Tarihte insan, cevher-i ferîdliğini ne zaman hatırladıysa medeniyet yükselmiş; ne zaman unuttuysa çökmüştür.

Endülüs’te ilim ve hikmetle yükselen insan, ahlakî çürüme ile çökmüştür.

Osmanlı, “insan eşref-i mahlûkattır” anlayışıyla hukuk ve medeniyeti birleştirmiştir.

Modern çağda ise insanı sadece biyolojik bir tür olarak gören seküler anlayış, onu makineleştirmiş ve değerini zayıflatmıştır.

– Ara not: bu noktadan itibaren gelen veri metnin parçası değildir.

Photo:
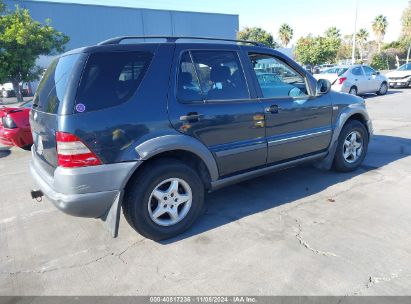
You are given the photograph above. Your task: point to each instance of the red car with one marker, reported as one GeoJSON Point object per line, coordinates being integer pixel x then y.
{"type": "Point", "coordinates": [15, 127]}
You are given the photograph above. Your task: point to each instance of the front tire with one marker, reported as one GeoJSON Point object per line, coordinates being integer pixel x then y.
{"type": "Point", "coordinates": [352, 147]}
{"type": "Point", "coordinates": [164, 200]}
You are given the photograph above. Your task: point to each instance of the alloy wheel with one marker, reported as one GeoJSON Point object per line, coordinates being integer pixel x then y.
{"type": "Point", "coordinates": [353, 147]}
{"type": "Point", "coordinates": [170, 202]}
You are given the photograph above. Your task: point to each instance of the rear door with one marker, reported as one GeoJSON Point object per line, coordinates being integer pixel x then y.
{"type": "Point", "coordinates": [297, 123]}
{"type": "Point", "coordinates": [211, 100]}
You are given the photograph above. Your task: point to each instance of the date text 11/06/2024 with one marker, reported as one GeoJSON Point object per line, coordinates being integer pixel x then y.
{"type": "Point", "coordinates": [203, 299]}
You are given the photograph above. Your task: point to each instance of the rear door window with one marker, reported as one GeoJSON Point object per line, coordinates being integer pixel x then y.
{"type": "Point", "coordinates": [211, 76]}
{"type": "Point", "coordinates": [110, 79]}
{"type": "Point", "coordinates": [357, 71]}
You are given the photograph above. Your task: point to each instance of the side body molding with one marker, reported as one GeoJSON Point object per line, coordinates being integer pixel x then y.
{"type": "Point", "coordinates": [342, 117]}
{"type": "Point", "coordinates": [174, 142]}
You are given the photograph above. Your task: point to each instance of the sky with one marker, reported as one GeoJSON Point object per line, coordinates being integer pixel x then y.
{"type": "Point", "coordinates": [304, 16]}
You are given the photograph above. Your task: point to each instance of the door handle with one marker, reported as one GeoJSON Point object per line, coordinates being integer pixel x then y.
{"type": "Point", "coordinates": [273, 109]}
{"type": "Point", "coordinates": [191, 117]}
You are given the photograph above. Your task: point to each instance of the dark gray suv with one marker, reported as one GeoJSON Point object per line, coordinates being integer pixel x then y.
{"type": "Point", "coordinates": [150, 127]}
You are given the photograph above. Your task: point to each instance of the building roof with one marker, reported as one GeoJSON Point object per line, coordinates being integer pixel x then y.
{"type": "Point", "coordinates": [115, 4]}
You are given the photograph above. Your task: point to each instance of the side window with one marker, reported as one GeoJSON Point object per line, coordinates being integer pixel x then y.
{"type": "Point", "coordinates": [188, 85]}
{"type": "Point", "coordinates": [276, 78]}
{"type": "Point", "coordinates": [111, 78]}
{"type": "Point", "coordinates": [221, 75]}
{"type": "Point", "coordinates": [357, 71]}
{"type": "Point", "coordinates": [368, 71]}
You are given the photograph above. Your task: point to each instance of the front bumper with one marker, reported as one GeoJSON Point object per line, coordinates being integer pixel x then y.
{"type": "Point", "coordinates": [399, 83]}
{"type": "Point", "coordinates": [84, 192]}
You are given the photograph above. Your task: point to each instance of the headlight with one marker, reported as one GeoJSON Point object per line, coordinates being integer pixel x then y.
{"type": "Point", "coordinates": [9, 123]}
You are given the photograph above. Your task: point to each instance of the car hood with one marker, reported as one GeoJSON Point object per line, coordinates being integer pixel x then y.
{"type": "Point", "coordinates": [399, 74]}
{"type": "Point", "coordinates": [330, 77]}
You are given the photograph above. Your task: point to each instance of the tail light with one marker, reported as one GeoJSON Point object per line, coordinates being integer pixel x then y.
{"type": "Point", "coordinates": [9, 123]}
{"type": "Point", "coordinates": [73, 153]}
{"type": "Point", "coordinates": [341, 80]}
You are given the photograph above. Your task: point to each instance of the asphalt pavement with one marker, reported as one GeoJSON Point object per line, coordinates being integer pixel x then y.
{"type": "Point", "coordinates": [297, 232]}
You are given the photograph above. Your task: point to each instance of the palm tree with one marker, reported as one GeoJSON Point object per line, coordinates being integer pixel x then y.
{"type": "Point", "coordinates": [333, 33]}
{"type": "Point", "coordinates": [379, 27]}
{"type": "Point", "coordinates": [362, 37]}
{"type": "Point", "coordinates": [285, 34]}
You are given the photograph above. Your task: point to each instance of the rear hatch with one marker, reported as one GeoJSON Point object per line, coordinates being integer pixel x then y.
{"type": "Point", "coordinates": [54, 97]}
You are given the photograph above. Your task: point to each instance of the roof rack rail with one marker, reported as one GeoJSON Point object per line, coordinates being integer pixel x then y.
{"type": "Point", "coordinates": [117, 40]}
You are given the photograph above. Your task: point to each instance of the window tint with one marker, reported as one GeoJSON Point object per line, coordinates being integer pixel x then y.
{"type": "Point", "coordinates": [53, 85]}
{"type": "Point", "coordinates": [276, 78]}
{"type": "Point", "coordinates": [110, 79]}
{"type": "Point", "coordinates": [357, 71]}
{"type": "Point", "coordinates": [188, 86]}
{"type": "Point", "coordinates": [368, 71]}
{"type": "Point", "coordinates": [220, 74]}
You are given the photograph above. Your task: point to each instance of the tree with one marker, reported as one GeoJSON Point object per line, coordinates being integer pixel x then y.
{"type": "Point", "coordinates": [406, 29]}
{"type": "Point", "coordinates": [362, 37]}
{"type": "Point", "coordinates": [317, 50]}
{"type": "Point", "coordinates": [22, 41]}
{"type": "Point", "coordinates": [285, 34]}
{"type": "Point", "coordinates": [379, 27]}
{"type": "Point", "coordinates": [333, 33]}
{"type": "Point", "coordinates": [258, 35]}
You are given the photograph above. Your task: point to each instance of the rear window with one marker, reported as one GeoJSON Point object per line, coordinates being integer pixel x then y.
{"type": "Point", "coordinates": [53, 85]}
{"type": "Point", "coordinates": [110, 79]}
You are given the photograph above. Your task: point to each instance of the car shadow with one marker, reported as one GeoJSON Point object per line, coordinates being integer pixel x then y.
{"type": "Point", "coordinates": [247, 198]}
{"type": "Point", "coordinates": [371, 95]}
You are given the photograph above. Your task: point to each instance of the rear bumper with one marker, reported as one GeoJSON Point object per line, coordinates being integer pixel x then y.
{"type": "Point", "coordinates": [84, 192]}
{"type": "Point", "coordinates": [399, 83]}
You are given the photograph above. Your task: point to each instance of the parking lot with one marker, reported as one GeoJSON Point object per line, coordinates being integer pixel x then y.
{"type": "Point", "coordinates": [300, 231]}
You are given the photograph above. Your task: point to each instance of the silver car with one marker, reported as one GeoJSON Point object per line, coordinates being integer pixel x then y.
{"type": "Point", "coordinates": [356, 80]}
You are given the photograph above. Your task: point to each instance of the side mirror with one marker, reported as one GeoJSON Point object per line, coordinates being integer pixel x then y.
{"type": "Point", "coordinates": [323, 87]}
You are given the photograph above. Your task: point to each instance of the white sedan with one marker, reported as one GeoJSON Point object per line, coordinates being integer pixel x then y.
{"type": "Point", "coordinates": [400, 77]}
{"type": "Point", "coordinates": [355, 80]}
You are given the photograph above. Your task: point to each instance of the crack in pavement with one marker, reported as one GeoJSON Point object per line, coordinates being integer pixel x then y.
{"type": "Point", "coordinates": [47, 270]}
{"type": "Point", "coordinates": [372, 281]}
{"type": "Point", "coordinates": [307, 245]}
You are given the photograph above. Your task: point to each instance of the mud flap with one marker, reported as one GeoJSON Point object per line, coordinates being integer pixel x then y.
{"type": "Point", "coordinates": [111, 221]}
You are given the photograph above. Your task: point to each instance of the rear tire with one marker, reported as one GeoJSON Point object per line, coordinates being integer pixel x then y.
{"type": "Point", "coordinates": [383, 89]}
{"type": "Point", "coordinates": [353, 91]}
{"type": "Point", "coordinates": [154, 200]}
{"type": "Point", "coordinates": [352, 147]}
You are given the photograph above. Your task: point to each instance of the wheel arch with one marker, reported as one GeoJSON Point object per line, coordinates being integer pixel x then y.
{"type": "Point", "coordinates": [181, 147]}
{"type": "Point", "coordinates": [356, 111]}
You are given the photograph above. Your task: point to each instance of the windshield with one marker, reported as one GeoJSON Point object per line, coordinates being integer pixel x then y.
{"type": "Point", "coordinates": [405, 67]}
{"type": "Point", "coordinates": [338, 71]}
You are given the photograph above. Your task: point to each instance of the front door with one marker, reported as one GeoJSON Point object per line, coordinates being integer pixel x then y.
{"type": "Point", "coordinates": [211, 101]}
{"type": "Point", "coordinates": [297, 123]}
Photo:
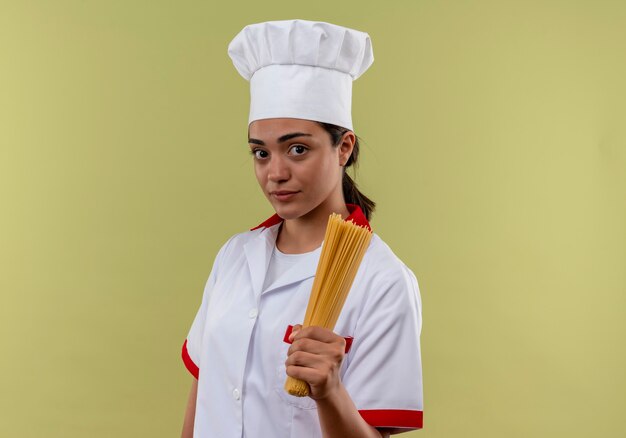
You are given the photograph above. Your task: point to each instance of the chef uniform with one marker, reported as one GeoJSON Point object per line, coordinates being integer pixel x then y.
{"type": "Point", "coordinates": [237, 344]}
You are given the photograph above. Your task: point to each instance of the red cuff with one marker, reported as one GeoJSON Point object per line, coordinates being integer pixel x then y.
{"type": "Point", "coordinates": [191, 366]}
{"type": "Point", "coordinates": [393, 418]}
{"type": "Point", "coordinates": [348, 339]}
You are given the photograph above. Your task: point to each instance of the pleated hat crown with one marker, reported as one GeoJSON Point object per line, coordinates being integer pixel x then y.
{"type": "Point", "coordinates": [301, 69]}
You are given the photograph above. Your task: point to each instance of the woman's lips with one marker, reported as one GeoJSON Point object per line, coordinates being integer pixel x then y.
{"type": "Point", "coordinates": [283, 195]}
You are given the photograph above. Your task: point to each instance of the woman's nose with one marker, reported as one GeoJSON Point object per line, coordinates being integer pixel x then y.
{"type": "Point", "coordinates": [278, 170]}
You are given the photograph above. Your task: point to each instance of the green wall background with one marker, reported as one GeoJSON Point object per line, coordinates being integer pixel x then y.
{"type": "Point", "coordinates": [495, 142]}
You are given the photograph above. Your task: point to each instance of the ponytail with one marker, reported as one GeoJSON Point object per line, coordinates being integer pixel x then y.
{"type": "Point", "coordinates": [351, 193]}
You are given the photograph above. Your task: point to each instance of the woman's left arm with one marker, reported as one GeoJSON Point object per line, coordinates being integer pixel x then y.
{"type": "Point", "coordinates": [315, 356]}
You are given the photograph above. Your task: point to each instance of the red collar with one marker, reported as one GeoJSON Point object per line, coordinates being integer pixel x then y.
{"type": "Point", "coordinates": [356, 215]}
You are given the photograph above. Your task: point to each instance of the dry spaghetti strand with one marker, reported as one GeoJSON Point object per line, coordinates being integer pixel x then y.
{"type": "Point", "coordinates": [343, 249]}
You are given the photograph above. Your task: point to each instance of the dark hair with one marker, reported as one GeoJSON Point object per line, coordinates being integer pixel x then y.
{"type": "Point", "coordinates": [351, 193]}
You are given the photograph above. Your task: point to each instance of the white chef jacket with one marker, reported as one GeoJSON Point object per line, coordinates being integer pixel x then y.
{"type": "Point", "coordinates": [236, 345]}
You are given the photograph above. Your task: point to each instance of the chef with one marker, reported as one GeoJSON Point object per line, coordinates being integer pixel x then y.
{"type": "Point", "coordinates": [365, 376]}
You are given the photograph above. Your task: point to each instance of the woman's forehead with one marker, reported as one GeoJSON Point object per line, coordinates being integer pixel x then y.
{"type": "Point", "coordinates": [274, 128]}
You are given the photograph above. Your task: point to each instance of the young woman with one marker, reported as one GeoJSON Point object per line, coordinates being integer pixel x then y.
{"type": "Point", "coordinates": [365, 375]}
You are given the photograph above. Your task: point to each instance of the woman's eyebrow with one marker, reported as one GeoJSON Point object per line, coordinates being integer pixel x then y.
{"type": "Point", "coordinates": [282, 139]}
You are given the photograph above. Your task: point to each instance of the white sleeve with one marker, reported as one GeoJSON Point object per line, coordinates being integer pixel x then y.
{"type": "Point", "coordinates": [192, 346]}
{"type": "Point", "coordinates": [383, 374]}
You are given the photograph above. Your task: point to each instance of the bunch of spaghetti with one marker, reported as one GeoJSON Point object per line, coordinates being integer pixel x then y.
{"type": "Point", "coordinates": [344, 246]}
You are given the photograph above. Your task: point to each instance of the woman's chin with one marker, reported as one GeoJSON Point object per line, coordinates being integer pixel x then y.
{"type": "Point", "coordinates": [288, 212]}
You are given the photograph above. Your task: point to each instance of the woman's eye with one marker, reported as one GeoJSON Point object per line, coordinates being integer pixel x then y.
{"type": "Point", "coordinates": [259, 154]}
{"type": "Point", "coordinates": [298, 149]}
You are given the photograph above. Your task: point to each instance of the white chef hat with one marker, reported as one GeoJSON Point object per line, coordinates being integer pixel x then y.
{"type": "Point", "coordinates": [301, 69]}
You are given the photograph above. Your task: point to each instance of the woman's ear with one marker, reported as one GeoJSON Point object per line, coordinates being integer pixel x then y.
{"type": "Point", "coordinates": [346, 146]}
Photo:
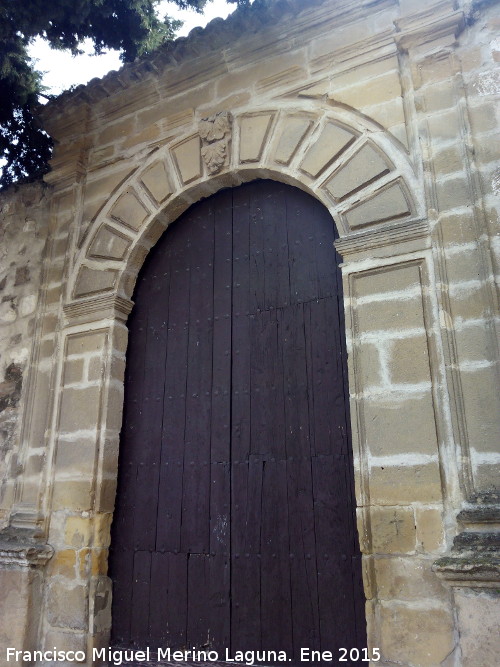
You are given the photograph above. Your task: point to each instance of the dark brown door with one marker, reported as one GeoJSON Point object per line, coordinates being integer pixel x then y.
{"type": "Point", "coordinates": [234, 525]}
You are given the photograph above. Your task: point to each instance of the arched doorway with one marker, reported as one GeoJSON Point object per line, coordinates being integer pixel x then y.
{"type": "Point", "coordinates": [234, 525]}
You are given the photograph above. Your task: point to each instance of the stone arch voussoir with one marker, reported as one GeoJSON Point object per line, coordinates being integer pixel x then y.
{"type": "Point", "coordinates": [358, 171]}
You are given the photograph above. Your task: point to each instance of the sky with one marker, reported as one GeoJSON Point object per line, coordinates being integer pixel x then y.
{"type": "Point", "coordinates": [62, 70]}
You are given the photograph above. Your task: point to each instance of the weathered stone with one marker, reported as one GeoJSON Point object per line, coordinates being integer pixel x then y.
{"type": "Point", "coordinates": [73, 371]}
{"type": "Point", "coordinates": [416, 636]}
{"type": "Point", "coordinates": [82, 344]}
{"type": "Point", "coordinates": [402, 311]}
{"type": "Point", "coordinates": [408, 578]}
{"type": "Point", "coordinates": [331, 142]}
{"type": "Point", "coordinates": [187, 157]}
{"type": "Point", "coordinates": [108, 243]}
{"type": "Point", "coordinates": [79, 409]}
{"type": "Point", "coordinates": [129, 210]}
{"type": "Point", "coordinates": [254, 130]}
{"type": "Point", "coordinates": [390, 203]}
{"type": "Point", "coordinates": [364, 167]}
{"type": "Point", "coordinates": [155, 180]}
{"type": "Point", "coordinates": [430, 531]}
{"type": "Point", "coordinates": [393, 530]}
{"type": "Point", "coordinates": [408, 422]}
{"type": "Point", "coordinates": [477, 617]}
{"type": "Point", "coordinates": [67, 605]}
{"type": "Point", "coordinates": [401, 484]}
{"type": "Point", "coordinates": [408, 361]}
{"type": "Point", "coordinates": [77, 531]}
{"type": "Point", "coordinates": [292, 133]}
{"type": "Point", "coordinates": [90, 281]}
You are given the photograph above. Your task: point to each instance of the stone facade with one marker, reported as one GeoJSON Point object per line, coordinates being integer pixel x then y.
{"type": "Point", "coordinates": [388, 113]}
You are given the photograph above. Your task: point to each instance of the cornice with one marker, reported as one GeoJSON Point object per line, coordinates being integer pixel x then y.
{"type": "Point", "coordinates": [19, 549]}
{"type": "Point", "coordinates": [377, 238]}
{"type": "Point", "coordinates": [97, 308]}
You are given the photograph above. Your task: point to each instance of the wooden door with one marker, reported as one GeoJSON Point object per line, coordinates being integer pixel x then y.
{"type": "Point", "coordinates": [234, 524]}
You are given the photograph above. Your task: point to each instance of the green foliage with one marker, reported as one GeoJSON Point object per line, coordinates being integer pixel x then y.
{"type": "Point", "coordinates": [131, 26]}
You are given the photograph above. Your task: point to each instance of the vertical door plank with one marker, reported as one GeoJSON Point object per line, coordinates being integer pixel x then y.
{"type": "Point", "coordinates": [158, 610]}
{"type": "Point", "coordinates": [291, 321]}
{"type": "Point", "coordinates": [303, 556]}
{"type": "Point", "coordinates": [139, 622]}
{"type": "Point", "coordinates": [276, 613]}
{"type": "Point", "coordinates": [198, 607]}
{"type": "Point", "coordinates": [177, 601]}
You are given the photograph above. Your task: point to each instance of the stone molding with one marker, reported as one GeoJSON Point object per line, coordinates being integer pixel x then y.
{"type": "Point", "coordinates": [434, 23]}
{"type": "Point", "coordinates": [19, 549]}
{"type": "Point", "coordinates": [474, 561]}
{"type": "Point", "coordinates": [399, 233]}
{"type": "Point", "coordinates": [357, 171]}
{"type": "Point", "coordinates": [97, 308]}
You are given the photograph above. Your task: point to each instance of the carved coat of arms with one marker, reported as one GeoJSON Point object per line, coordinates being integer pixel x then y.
{"type": "Point", "coordinates": [215, 133]}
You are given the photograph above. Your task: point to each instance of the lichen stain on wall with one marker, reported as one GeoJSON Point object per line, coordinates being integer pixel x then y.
{"type": "Point", "coordinates": [23, 233]}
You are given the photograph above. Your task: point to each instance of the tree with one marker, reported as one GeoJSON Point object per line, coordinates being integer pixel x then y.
{"type": "Point", "coordinates": [131, 26]}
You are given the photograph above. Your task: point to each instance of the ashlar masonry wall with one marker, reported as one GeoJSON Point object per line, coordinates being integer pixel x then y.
{"type": "Point", "coordinates": [386, 112]}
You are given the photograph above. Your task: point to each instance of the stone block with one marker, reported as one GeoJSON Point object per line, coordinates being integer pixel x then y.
{"type": "Point", "coordinates": [483, 118]}
{"type": "Point", "coordinates": [114, 408]}
{"type": "Point", "coordinates": [395, 314]}
{"type": "Point", "coordinates": [396, 278]}
{"type": "Point", "coordinates": [331, 142]}
{"type": "Point", "coordinates": [409, 360]}
{"type": "Point", "coordinates": [100, 188]}
{"type": "Point", "coordinates": [285, 77]}
{"type": "Point", "coordinates": [155, 180]}
{"type": "Point", "coordinates": [248, 78]}
{"type": "Point", "coordinates": [453, 193]}
{"type": "Point", "coordinates": [102, 529]}
{"type": "Point", "coordinates": [77, 531]}
{"type": "Point", "coordinates": [292, 132]}
{"type": "Point", "coordinates": [89, 281]}
{"type": "Point", "coordinates": [149, 134]}
{"type": "Point", "coordinates": [402, 484]}
{"type": "Point", "coordinates": [116, 131]}
{"type": "Point", "coordinates": [447, 160]}
{"type": "Point", "coordinates": [73, 371]}
{"type": "Point", "coordinates": [400, 427]}
{"type": "Point", "coordinates": [95, 369]}
{"type": "Point", "coordinates": [416, 636]}
{"type": "Point", "coordinates": [389, 203]}
{"type": "Point", "coordinates": [482, 407]}
{"type": "Point", "coordinates": [63, 563]}
{"type": "Point", "coordinates": [365, 166]}
{"type": "Point", "coordinates": [73, 495]}
{"type": "Point", "coordinates": [76, 457]}
{"type": "Point", "coordinates": [14, 606]}
{"type": "Point", "coordinates": [389, 114]}
{"type": "Point", "coordinates": [79, 409]}
{"type": "Point", "coordinates": [393, 530]}
{"type": "Point", "coordinates": [187, 158]}
{"type": "Point", "coordinates": [130, 211]}
{"type": "Point", "coordinates": [83, 344]}
{"type": "Point", "coordinates": [108, 243]}
{"type": "Point", "coordinates": [254, 130]}
{"type": "Point", "coordinates": [67, 605]}
{"type": "Point", "coordinates": [438, 97]}
{"type": "Point", "coordinates": [474, 344]}
{"type": "Point", "coordinates": [66, 640]}
{"type": "Point", "coordinates": [368, 366]}
{"type": "Point", "coordinates": [444, 127]}
{"type": "Point", "coordinates": [430, 529]}
{"type": "Point", "coordinates": [408, 578]}
{"type": "Point", "coordinates": [370, 92]}
{"type": "Point", "coordinates": [486, 474]}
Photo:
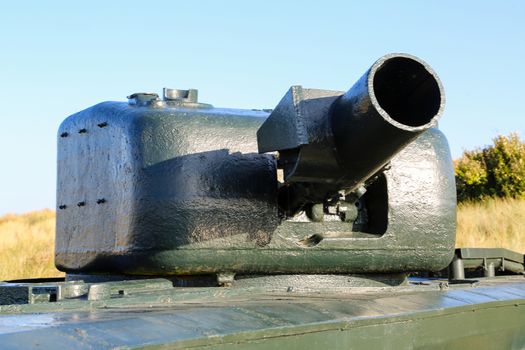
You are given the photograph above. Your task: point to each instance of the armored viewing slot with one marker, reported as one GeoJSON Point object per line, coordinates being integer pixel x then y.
{"type": "Point", "coordinates": [174, 186]}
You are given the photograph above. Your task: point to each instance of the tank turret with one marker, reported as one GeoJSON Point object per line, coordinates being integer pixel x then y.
{"type": "Point", "coordinates": [328, 182]}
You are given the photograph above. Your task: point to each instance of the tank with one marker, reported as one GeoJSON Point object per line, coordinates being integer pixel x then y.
{"type": "Point", "coordinates": [328, 221]}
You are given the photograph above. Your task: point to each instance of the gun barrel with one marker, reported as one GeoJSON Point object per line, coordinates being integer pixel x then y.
{"type": "Point", "coordinates": [397, 99]}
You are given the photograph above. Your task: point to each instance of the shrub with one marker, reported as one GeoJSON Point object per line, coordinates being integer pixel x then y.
{"type": "Point", "coordinates": [494, 171]}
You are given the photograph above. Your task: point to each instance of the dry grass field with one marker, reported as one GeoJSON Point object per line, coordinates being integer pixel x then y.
{"type": "Point", "coordinates": [27, 241]}
{"type": "Point", "coordinates": [27, 245]}
{"type": "Point", "coordinates": [492, 223]}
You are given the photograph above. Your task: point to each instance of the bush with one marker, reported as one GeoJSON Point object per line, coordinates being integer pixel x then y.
{"type": "Point", "coordinates": [494, 171]}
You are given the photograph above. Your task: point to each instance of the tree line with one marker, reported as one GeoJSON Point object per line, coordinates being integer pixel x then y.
{"type": "Point", "coordinates": [497, 170]}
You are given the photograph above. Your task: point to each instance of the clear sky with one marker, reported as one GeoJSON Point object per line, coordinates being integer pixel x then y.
{"type": "Point", "coordinates": [59, 57]}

Halbuki insan, sadece düşünen değil; kıymet bilen, şükreden, arayan ve sorumlu olan bir varlıktır. İslam’ın insan telakkisi, bu bütüncül bakışı yeniden inşa eder.

Sonuç: İnsan, Kâinatın Hedefidir; Ama Sorumluluğuyla

İnsan, sıradan bir canlı değil; kâinatın hikmet merkezidir. Zerreden güneşe kadar uzanan bu varlık zincirinin maksadı, “insan” ile tezahür eder. Ama bu konum, bir imtiyaz değil; büyük bir mesuliyet demektir.

İnsan cevherdir; ama bu cevher, işlenmezse taşlaşır.
Cevher-i ferîd, anlamını bulduğu zaman “abd-i kâmil” olur; bulamazsa esfel-i sâfilîne düşer.

MAKALE ÖZETİ

Bu makalede Bediüzzaman Said Nursî’nin, insanın yaratılış hiyerarşisindeki yeriyle ilgili cümlesi çerçevesinde; zerreden güneşe uzanan kâinatta insanın “merkezî ve eşsiz” konumu anlatılmıştır. “Mahrutî silsile” benzetmesiyle kâinattaki düzenli yaratılış zinciri açıklanmış, insanın bu yapıdaki cevherliğine dikkat çekilmiştir. Bilimsel, tarihi ve ahlaki boyutlarla insanın üstünlüğü, sorumluluğu ve varoluş gayesi bütüncül bir yaklaşımla değerlendirilmiştir.